Monday, October 21, 2024

Richmond Ballet: Love Songs

November 16, 2011 by  
Filed under Lingerie Events

Love lingers. Long after the curtain closes on the Richmond Ballet’s production of “Liebeslieder Waltzer,” images of the dancing fill heart and mind. The company seldom has performed better.

George Balanchine choreographed the ballet to love songs composed by Johannes Brahms. Pianists and singers share the stage with dancers. The sets project the elegance of a palace. The performers depict courtly manners as well as the ordered passion of the waltz. Balanchine interpreted a dance associated with ballrooms through the prism of classical technique.

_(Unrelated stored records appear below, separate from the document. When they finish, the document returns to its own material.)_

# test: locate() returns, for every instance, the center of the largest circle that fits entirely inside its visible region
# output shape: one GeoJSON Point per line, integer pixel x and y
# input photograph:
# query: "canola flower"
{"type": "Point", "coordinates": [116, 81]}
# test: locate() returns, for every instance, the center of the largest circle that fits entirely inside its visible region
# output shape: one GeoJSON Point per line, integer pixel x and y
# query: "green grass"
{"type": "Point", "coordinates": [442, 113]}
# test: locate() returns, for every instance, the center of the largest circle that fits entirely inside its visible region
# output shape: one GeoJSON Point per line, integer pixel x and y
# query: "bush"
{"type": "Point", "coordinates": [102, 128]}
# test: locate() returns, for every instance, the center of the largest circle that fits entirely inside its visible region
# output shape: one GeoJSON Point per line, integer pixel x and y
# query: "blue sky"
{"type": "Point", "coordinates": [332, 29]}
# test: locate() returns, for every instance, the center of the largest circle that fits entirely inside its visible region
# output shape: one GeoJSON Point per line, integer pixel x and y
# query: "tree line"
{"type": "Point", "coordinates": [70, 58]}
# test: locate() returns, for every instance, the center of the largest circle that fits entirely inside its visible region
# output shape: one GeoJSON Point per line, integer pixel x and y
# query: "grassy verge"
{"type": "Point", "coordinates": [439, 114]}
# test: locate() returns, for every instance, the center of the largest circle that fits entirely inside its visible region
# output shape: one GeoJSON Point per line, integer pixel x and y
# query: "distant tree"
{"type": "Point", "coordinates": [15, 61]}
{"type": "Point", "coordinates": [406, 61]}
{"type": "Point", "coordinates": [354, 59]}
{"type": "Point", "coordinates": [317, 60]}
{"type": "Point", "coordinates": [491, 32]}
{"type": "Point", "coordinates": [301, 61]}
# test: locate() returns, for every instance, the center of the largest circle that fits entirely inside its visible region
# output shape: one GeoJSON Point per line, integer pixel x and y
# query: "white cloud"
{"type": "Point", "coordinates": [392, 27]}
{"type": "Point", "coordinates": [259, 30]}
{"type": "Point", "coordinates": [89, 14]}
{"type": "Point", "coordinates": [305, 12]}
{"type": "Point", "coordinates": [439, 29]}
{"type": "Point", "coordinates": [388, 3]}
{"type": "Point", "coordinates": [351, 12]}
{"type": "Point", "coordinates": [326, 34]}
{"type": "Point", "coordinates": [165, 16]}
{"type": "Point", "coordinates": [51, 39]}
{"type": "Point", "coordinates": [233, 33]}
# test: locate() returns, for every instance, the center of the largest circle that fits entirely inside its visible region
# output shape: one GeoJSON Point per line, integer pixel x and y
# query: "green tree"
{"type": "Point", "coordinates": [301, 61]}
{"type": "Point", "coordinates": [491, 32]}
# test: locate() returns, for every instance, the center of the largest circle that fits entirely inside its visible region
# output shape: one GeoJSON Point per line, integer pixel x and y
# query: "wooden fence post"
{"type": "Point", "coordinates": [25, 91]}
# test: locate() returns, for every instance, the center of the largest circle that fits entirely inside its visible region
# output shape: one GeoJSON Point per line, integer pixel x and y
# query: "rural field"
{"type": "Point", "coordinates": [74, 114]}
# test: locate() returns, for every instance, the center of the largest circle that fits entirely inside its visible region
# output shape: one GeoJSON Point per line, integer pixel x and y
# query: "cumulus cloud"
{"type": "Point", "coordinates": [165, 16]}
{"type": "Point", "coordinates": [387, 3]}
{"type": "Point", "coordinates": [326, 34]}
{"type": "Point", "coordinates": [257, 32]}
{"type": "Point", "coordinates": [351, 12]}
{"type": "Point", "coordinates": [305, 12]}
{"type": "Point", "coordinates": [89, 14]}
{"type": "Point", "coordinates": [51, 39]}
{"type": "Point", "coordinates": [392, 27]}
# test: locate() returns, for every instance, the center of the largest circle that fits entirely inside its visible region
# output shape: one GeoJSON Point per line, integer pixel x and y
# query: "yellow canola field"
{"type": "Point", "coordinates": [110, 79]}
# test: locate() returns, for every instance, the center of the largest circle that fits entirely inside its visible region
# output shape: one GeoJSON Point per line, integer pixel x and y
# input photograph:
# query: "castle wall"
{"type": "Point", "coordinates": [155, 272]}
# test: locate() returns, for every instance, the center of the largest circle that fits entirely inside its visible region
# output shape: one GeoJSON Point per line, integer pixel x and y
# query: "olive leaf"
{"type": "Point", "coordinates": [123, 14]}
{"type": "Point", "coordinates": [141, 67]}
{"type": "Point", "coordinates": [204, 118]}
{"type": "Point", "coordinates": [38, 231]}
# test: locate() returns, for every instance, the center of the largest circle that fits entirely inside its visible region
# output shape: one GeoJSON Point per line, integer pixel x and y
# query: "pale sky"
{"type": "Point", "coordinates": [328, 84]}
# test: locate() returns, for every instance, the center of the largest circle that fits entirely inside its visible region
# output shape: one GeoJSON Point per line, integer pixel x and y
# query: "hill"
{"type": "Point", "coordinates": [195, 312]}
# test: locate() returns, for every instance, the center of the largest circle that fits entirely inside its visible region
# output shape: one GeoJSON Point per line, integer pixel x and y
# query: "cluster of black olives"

The Richmond Ballet captures the essence. Its Studio Theatre offers appropriate intimacy. The larger spaces of New York’s Lincoln Center swallow the piece. The Richmond stage invites the audience to a private evening scented, it seems, by Bal a Versailles.

Waltzes convey the romance of yesteryear. The dance once was considered decadent, perhaps because men and women move while embraced, or because, while couples dance in regal settings, enemy armies always seem to be massing along the river’s opposite bank. Tanks strike at dawn. Waltzes evoke images of Warsaw, Prague, Budapest or Vienna on the eve of cataclysm.

The waltz proved nostalgic even at its birth. It reflects human potential and the tragic sense of life. If love songs break the heart, then it is because they understand humanity’s center. “Liebeslieder Waltzer” counters the vulgarity evident in every age. The Richmond Ballet’s performances continue this weekend.